• Is anyone using pfSense with RouterStationPRO? Is it possible to configure ethernet switch for VLANs?

  • That's a MIPS board, pfSense won't run on it.

  • Based on development wiki ( I thought it works till some extent, obviously not x86 binaries but MIPS one.

  • Netgate Administrator

    That project is pretty much abandoned for the time being.  :(


  • Sad. It looks like FreeBSD can run on this thing(Adrian Chadd uses it for 802.11n testing), so likely I can build pfSense for it. Ultimately I want to use internal on-board Ethernet switch, but if FreeBSD doesn't have driver for it, I doubt that I can create one.

  • Netgate Administrator

    Well I think you'd have a lot of happy users if you managed to build a working image.  ;)

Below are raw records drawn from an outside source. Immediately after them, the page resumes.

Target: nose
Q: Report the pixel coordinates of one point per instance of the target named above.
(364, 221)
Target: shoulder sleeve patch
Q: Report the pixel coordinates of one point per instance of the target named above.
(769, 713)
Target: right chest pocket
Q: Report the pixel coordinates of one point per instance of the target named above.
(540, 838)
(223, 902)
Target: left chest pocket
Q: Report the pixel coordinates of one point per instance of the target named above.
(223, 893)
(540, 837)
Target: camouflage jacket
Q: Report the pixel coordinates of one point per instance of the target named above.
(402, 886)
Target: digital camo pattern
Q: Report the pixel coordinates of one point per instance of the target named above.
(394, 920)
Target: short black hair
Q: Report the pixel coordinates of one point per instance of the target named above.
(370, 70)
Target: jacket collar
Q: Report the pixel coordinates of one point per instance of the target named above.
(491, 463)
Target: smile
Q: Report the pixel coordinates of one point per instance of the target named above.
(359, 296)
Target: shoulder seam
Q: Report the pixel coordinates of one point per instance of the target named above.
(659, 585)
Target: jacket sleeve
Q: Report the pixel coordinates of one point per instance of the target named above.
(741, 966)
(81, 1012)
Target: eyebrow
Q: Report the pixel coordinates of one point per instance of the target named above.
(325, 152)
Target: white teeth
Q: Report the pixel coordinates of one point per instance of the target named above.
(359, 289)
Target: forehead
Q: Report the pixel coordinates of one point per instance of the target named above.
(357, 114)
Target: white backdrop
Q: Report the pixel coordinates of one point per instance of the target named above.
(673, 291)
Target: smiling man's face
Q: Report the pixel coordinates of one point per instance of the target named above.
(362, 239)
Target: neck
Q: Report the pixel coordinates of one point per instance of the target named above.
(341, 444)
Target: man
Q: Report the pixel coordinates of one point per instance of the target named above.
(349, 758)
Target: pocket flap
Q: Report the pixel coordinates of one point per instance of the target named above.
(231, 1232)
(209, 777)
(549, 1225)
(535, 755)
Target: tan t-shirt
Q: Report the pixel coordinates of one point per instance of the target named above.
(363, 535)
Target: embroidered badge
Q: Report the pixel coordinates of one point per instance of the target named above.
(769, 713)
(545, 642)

  • Rebel Alliance Developer Netgate

    I have an RS Pro sitting in my desk here unused, the person who was funding this development pulled out, and it was really far too much work to be worth the end result. Getting it on there required a not-too-enjoyable dance of PXE and SD Card fu, and since cross-compiling is unreliable every change requires doing a buildworld and ports run on the RS Pro itself, which can take days.

    But if someone really feels like making it work, it's your time to burn. :-)

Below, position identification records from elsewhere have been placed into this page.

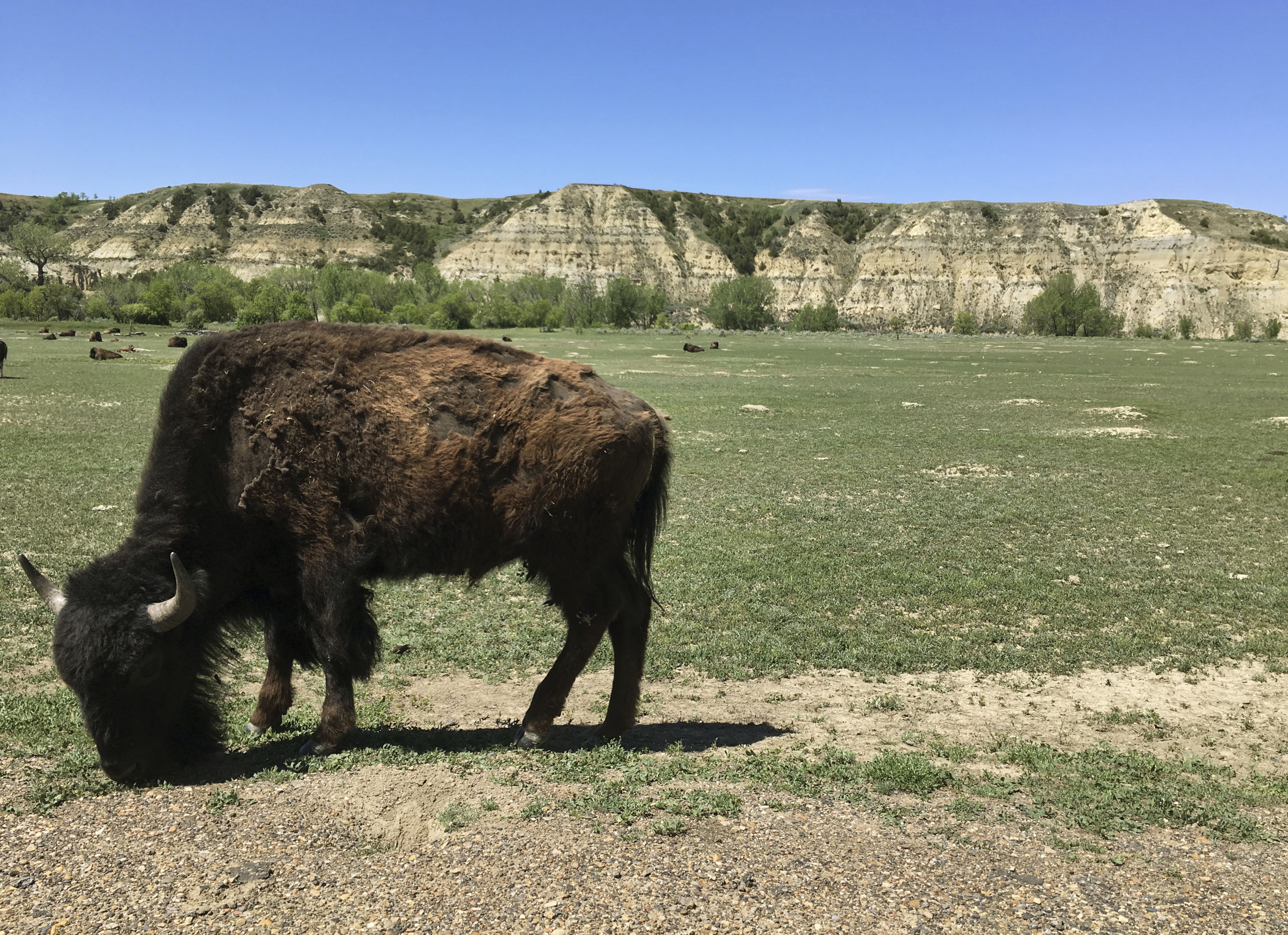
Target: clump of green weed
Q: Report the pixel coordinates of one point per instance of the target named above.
(913, 773)
(885, 702)
(670, 827)
(221, 799)
(701, 804)
(965, 808)
(456, 816)
(534, 811)
(954, 753)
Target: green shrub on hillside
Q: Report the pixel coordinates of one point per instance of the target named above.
(816, 319)
(965, 325)
(742, 303)
(629, 306)
(740, 232)
(1062, 310)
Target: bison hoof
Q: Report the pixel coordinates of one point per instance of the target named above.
(530, 739)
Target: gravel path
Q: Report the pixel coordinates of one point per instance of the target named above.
(293, 860)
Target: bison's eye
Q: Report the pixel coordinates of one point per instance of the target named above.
(147, 670)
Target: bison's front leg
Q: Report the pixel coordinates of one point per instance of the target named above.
(275, 695)
(338, 715)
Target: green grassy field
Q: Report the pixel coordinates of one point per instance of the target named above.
(892, 508)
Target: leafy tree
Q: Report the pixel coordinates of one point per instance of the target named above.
(298, 308)
(13, 303)
(583, 304)
(162, 301)
(628, 304)
(816, 319)
(742, 303)
(269, 304)
(13, 276)
(180, 203)
(458, 311)
(52, 301)
(216, 301)
(431, 280)
(851, 222)
(965, 324)
(1062, 310)
(39, 247)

  • It doesn't sound too optimistic. ;) What were the problems with cross compile: it didn't compile or compiled but produced wrong binary? Which part kernel? base system? ports?

  • Rebel Alliance Developer Netgate

    I don't recall the specifics there, I wasn't involved in that bit, I just remember hearing lots and lots of complaints at the time. :-)

  • Of course, if someone could get the cross-compiling to work, this and similar platforms (like the $85 Buffalo WZR-HP-AG300H) might be nice devices for pfSense.

  • WZR-HP-AG300H is nice, but it has only 32mb of flash, so even if cross compile will work, it will be necessary to put root fs on USB or NFS. OpenWRT uses squashFS+JFFS2 overlay, so far I don't see replacement for FreeBSD

  • Yes, it would be necessary to have a USB drive to run on that, but even with the cost of a USB flash drive included, it is the cheapest low-power device suitable for networking applications that meets the RAM requirement for pfSense.  It would be nice to have pfSense working on a platform this cheap and powerful someday. :)  In my tests, a device with a 400 MHz version of that type of CPU can process more traffic through it (in bridged mode; haven't tested any routing) than an Alix when running the same OpenWrt revision on both (only way I could get the same thing on both).

    I don't know about the overlay, but uzip could probably be used as an alternative to squashfs, from what I've heard.  Of course, this probably wouldn't be applicable for pfSense, since you wouldn't be likely to have the root fs on the device's own flash memory.